“Gli ultimi saranno i primi!”(e i penultimi diventeranno gli ultimi)

Del Decreto Bollette e altre castronerie…


In data 24 aprile 2025 è stato convertito, con la L 60/2025, il DL 28 febbraio 2025 n.19 in materia di tutela del consumatore per quanto concerne le forniture energetiche.
Tra le varie disposizioni, che riguardano per lo più agevolazioni tariffarie e sanzioni delle
Autorità di vigilanza, ne è passata una in particolare che ha destato non poche preoccupazioni: l’art. 2 bis. “Non è pignorabile l’immobile di proprietà di un soggetto vulnerabile […] qualora il debito per il mancato pagamento di bollette energetiche condominiali sia inferiore a 5000 euro e la casa sua l’unico immobile di proprietà del debitore, purché vi abbia fissato la residenza…”

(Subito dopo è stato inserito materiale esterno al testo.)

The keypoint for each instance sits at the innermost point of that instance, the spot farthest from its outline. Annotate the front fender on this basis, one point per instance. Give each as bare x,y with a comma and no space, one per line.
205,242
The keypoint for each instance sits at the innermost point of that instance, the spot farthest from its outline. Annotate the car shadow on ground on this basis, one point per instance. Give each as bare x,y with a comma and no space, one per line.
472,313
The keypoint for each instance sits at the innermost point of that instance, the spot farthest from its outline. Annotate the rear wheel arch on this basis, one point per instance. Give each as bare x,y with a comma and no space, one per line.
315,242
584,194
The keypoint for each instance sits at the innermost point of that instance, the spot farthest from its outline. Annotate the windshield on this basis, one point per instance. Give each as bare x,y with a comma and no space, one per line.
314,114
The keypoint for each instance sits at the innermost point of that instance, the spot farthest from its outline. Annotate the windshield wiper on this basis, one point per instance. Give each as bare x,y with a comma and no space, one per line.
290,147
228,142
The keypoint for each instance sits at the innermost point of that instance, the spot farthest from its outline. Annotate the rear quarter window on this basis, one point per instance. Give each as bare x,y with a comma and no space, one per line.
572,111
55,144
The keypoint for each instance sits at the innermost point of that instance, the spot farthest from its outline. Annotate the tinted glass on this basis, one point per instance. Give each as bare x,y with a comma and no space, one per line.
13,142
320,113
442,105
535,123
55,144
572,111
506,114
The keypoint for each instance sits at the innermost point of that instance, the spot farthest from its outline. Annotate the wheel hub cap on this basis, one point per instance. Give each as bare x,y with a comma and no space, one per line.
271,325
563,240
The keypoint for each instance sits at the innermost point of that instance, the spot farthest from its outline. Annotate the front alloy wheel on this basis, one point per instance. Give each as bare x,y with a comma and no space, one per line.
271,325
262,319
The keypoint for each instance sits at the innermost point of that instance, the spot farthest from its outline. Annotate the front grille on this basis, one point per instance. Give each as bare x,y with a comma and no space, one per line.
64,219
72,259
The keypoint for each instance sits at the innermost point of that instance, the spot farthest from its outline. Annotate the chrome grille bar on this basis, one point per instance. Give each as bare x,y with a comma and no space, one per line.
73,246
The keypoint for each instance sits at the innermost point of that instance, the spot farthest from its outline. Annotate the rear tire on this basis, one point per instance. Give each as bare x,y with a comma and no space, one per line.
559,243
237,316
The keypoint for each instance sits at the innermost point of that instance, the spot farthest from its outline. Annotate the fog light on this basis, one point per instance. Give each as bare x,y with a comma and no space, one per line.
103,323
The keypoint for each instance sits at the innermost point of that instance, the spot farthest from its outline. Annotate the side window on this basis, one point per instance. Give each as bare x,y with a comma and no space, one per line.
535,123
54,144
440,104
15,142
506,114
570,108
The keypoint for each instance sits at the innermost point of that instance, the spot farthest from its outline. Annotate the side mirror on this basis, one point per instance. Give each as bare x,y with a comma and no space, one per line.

A primo impatto parrebbe quindi che non si possa procedere contro un condomino il cui debito relativo in fornitura di gas e luce non abbia superato i 5000 euro.
Secondo un’interpretazione sistematica, la norma va inserita nel contesto delle bollette
energetiche, per cui si potrebbe parlare di impignorabilità della sola quota relativa a elettricità e riscaldamento, mentre sarebbe possibile procedere per l’importo restante (acqua, compenso amministrazione, interventi di manutenzione ecc…); tuttavia la Legge è stata scritta, forse volutamente, in maniera non chiara per cui permane il dubbio che non si possa pignorare l’immobile per l’intero importo insoluto. La situazione si fa in tal caso più seria, in quanto diventerebbe molto più complicato recuperare il credito.
Varrebbe inoltre la pena analizzare quali siano i “soggetti vulnerabili”: secondo la definizione del D.lgs n 210 del 8 novembre 2021, tra le persone fragili (oltre a sfollati, disabili e/o in gravi
condizioni di salute) ci sono persone in “condizioni economicamente svantaggiate” e persone di età superiore ai 75 anni.
Definizioni ampie e che lasciano spazio ai meno onesti di approfittarne.

A prescindere, poi, da ogni soluzione e dall’onestà o meno di chi usufruisce di questa norma, si tratta di una misura presa dallo Stato che di fatto scarica il peso del disagio dei cittadini meno agiati, di cui si dovrebbe far carico, ancora una volta sui “penultimi”: persone non abbastanza povere da rientrare nei provvedimenti dello Stato, ma non abbastanza ricche da potersi permettere di coprire spese altrui. Così i penultimi, abbandonati, diventano gli ultimi e i nuovi penultimi li dovranno sostentare fino a che si esauriranno le risorse, in un circolo vizioso che non tiene conto che al vertice di questa piramide spesso e volentieri non c’è nessun ricco a farsi carico del problema, per cui il sistema collasserà su se stesso in poco tempo, lasciando indietro solo altra povertà a cui lo Stato dovrà far finta di interessarsi.
L’enorme controsenso in tutto questo è che, mentre i condomini non possono recuperare i
crediti sotto ai 5000 euro, le imprese di fornitura energetica potranno continuare a sospendere i servizi anche con insoluti di 500 euro, causando enormi disagi alle persone oneste e volenterose di pagare che tuttavia non si possono permettere di anticipare grosse somme per coprire le morosità.
Esistono quindi delle soluzioni? Intanto si potrebbe comunque procedere al pignoramento
escludendo le spese energetiche, confidando nella prima interpretazione della legge fornita. In secondo luogo, permangono come soluzioni l’iscrizione di ipoteca sull’immobile e il
pignoramento presso terzi (anche se particolarmente poco efficace in caso di pensioni e
disoccupazione o contratti a tempo determinato e part-time).
ll fatto che esistano soluzioni attuabili per tamponare il problema, però, non deve distogliere
l’attenzione dal fatto che questa norma mira a scaricare sui cittadini un peso che dovrebbe
gravare sullo Stato e il tutto senza scomodare le imprese che possono continuare ad abusare
della gestione privatizzata di beni essenziali con politiche aggressive e senza la minima tutela,
in questo caso sì, verso le persone in difficoltà, che possono essere lasciate al freddo e al buio per importi che rappresentano meno dell’1% del proprio fatturato mensile, ma circa la metà di una pensione media.